Literature DB >> 26744845

Integrating Microarrays into Routine Prenatal Diagnosis: Determinants of Decision Making.

Marcos Cordoba1, Stephanie Andriole, Shara M Evans, David Britt, Melissa Chu Lam, Mark I Evans.   

Abstract

OBJECTIVES: The explosion in genetic technologies, including array comparative genomic hybridization (aCGH), has increased the complexity of genetic counseling. We now offer chorionic villus sampling (CVS) and aCGH to all first-trimester patients, as this allows the prenatal diagnosis of an additional 1% of anomalies not otherwise detectable and can detect genetic copy number variants at a much higher resolution than conventional cytogenetics. Here, we explored some of the determinants of how patients are deciding to use or not use this new technology and evaluate risk-benefit analyses for that decision.
METHODS: This is a retrospective case-control study of singleton and multiples pregnancies at our center. Those having aCGH testing along with CVS were defined as 'testers' and those who declined aCGH but had the CVS were 'nontesters'.
RESULTS: Demographic data of 181 educated women who chose CVS were compared.
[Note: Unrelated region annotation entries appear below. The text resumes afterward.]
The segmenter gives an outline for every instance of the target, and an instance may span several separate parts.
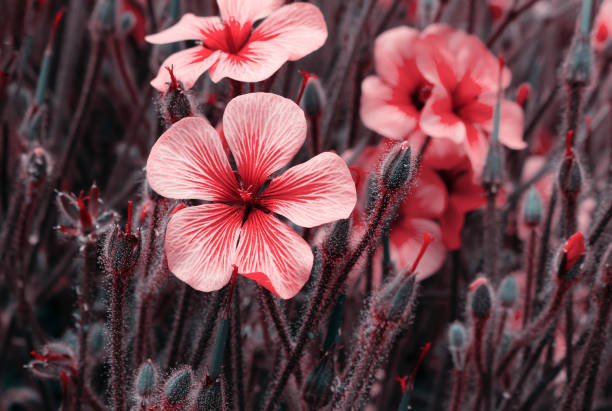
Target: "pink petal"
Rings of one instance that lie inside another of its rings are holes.
[[[225,77],[245,83],[266,80],[283,64],[287,55],[266,41],[247,43],[238,54],[219,51],[218,61],[210,68],[210,79],[218,83]]]
[[[348,218],[357,195],[351,173],[337,154],[321,153],[272,180],[262,205],[302,227]]]
[[[360,114],[366,127],[394,139],[409,135],[419,119],[409,95],[397,96],[393,88],[376,76],[367,77],[361,84]]]
[[[409,268],[416,258],[425,233],[436,240],[429,245],[417,267],[417,280],[422,281],[438,271],[446,258],[446,248],[441,239],[440,226],[428,219],[407,218],[391,230],[391,258],[399,269]]]
[[[203,204],[177,212],[166,229],[170,271],[200,291],[222,288],[232,275],[243,209]]]
[[[155,143],[147,180],[164,197],[209,201],[236,199],[236,178],[219,136],[208,121],[186,117]]]
[[[270,214],[251,211],[238,249],[238,272],[281,298],[295,296],[310,277],[310,246]]]
[[[446,137],[456,143],[466,139],[463,121],[453,112],[451,98],[442,89],[434,89],[425,103],[419,125],[431,137]]]
[[[327,25],[321,11],[312,4],[292,3],[265,19],[249,41],[267,42],[288,60],[298,60],[319,49],[325,40]]]
[[[513,101],[504,100],[501,103],[499,141],[513,150],[527,147],[523,141],[523,109]]]
[[[306,139],[306,118],[293,101],[271,93],[238,96],[225,107],[223,134],[243,182],[260,187]]]
[[[387,30],[376,38],[374,64],[376,73],[385,83],[397,85],[400,82],[410,82],[415,84],[423,78],[416,66],[415,46],[418,41],[419,32],[407,26]]]
[[[198,78],[217,61],[220,53],[218,50],[211,51],[201,46],[174,53],[161,64],[157,77],[151,81],[151,85],[165,93],[170,84],[170,74],[166,67],[172,67],[177,80],[186,90],[189,90],[198,81]]]
[[[168,27],[156,34],[150,34],[145,40],[153,44],[174,43],[183,40],[201,40],[202,30],[219,26],[219,17],[197,17],[191,13],[185,14],[174,26]]]
[[[416,181],[402,203],[402,214],[434,219],[442,215],[448,202],[446,185],[429,167],[421,168]]]
[[[252,23],[281,7],[284,0],[217,0],[224,21]]]

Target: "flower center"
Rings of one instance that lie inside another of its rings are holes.
[[[214,28],[203,32],[202,43],[210,50],[221,50],[229,54],[237,54],[248,43],[251,37],[251,24],[230,18],[223,22],[223,28]]]
[[[412,105],[418,110],[421,111],[427,102],[429,96],[431,96],[432,85],[425,82],[419,86],[417,86],[412,93],[410,94],[410,100],[412,101]]]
Among those carrying singletons (n = 144), older women, defined as over 35 years of age (or 'advanced maternal age'; AMA), were more likely to choose the aCGH than younger women. Further, women who had a prior history of genetic testing and who wanted to know the gender of the fetus were more likely to choose the aCGH test. In women carrying multiples (n = 37), AMA ceases to be a predictor of choice. Having had prior genetic counseling remains a strong predictor for choosing aCGH, as does wanting to know the gender of the fetus. Neither prior abortions nor having prior children were significant for women carrying singletons or multiples.
CONCLUSION: Offering pregnant couples an individualized choice regarding aCGH seems an appropriate approach. There are discrete patterns associated with the choice of taking the aCGH that varied depending on whether the patient was carrying a singleton or multiples.
© 2016 S. Karger AG, Basel.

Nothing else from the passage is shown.